How are we to be involved?

There, set against the rugged landscape, Moses saw a bush ablaze, but the flames did not consume. I wonder how far away he was when he saw it. It drew him by the sheer wonder of the sight. Only in his final approach did he realize the holiness of the site.

In my second pairing of a Malcolm Guite poem and a great painting, God’s name is in view. It’s the first installment in a triple reference to the priorities of the Heavenly Father – your name, your kingdom, your will. And by name, we mean all that he is, not just what we call him.

“Pray, then, in this way: Our Father in the heavens, may your name be revered as holy.” Matthew 6:9

Many translations use the word hallowed. It’s an old-fashioned word that Guite muses on:

But hallowed summons up our fear and wonder,
And summons us to stand on holy ground.
To sense the mystery that stands just under
Familiar things we’ll never understand.   

It’s his reference to holy ground that sends me to look for a painting of Moses and the burning bush (Exodus 3). Marc Chagall’s images of the scene stand out. This colorful version speaks to me.

To understand his painting, read it (like Hebrew) right to left. We first see Moses kneeling, with horns like rays shooting out of his head. Moses was often represented with horns in art because of a mistranslated Hebrew word. Chagall turns them into a kind of designation of honor.

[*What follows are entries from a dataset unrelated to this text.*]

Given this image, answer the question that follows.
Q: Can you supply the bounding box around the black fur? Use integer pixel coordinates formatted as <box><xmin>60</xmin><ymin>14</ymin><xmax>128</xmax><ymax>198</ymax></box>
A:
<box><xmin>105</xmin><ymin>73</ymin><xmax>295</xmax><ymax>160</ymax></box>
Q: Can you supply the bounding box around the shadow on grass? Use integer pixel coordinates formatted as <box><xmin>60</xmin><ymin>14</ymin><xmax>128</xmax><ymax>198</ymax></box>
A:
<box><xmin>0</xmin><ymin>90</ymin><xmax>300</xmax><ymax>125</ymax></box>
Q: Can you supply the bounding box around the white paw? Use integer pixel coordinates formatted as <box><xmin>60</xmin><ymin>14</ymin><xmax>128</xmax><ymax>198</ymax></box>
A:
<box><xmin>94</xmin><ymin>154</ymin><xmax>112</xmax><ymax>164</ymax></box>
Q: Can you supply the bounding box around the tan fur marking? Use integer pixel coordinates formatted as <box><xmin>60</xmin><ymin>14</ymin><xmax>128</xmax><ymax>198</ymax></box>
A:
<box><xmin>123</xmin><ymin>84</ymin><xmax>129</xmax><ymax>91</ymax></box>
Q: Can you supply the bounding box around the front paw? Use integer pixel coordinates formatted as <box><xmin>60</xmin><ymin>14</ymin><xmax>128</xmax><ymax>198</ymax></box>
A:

Around the bush we see a rainbow representing God’s covenant dealings with his people. I’m assuming the figure is an angel of the Lord and not God himself, since Chagall, in other versions, respectfully represents the LORD with just the four Hebrew letters of his name.

Finally, on the left, Moses leaves, changed.His face is aglow. But more than that, we see the coming deliverance of God condensed into his flowing robe. At the base, Pharoah’s army thrashes in the Red Sea; and above the cloud, a great crowd of Israelites traverse the watery background toward Moses’s supernaturally bright visage.

This is the detail that moves me. And it gets to the heart of the prayer. Moses carried on him the glow of the flames.

How will God’s name be hallowed? We are not praying that somehow, out of the blue, God will change the world’s comprehension of him. We are praying that He might keep his name holy in this world below through us.

When we are commanded not to “take the name of the LORD in vain” (Ex. 20:7), it is not isolating our speech. Take is better translated bear or carry. As an ambassador of God’s kingdom, don’t represent him poorly!

That’s a sobering thought – that I carry his reputation with me. And if I want God’s name to be kept holy, I need to constantly keep his holiness in view. That, says Guite, is helped by seeing the LORD’s otherness, his beyondness, lying under even ordinary things.

Comprehending his holiness needs to be my habit.

Our good and gracious Father, we do pray that you will reveal your true identity to the nation. Be exalted in their eyes! And let us be the ones who point them toward your holiness.

Reader: How do you hallow God’s name? What practices do you have for reminding yourself of his greatness and holiness?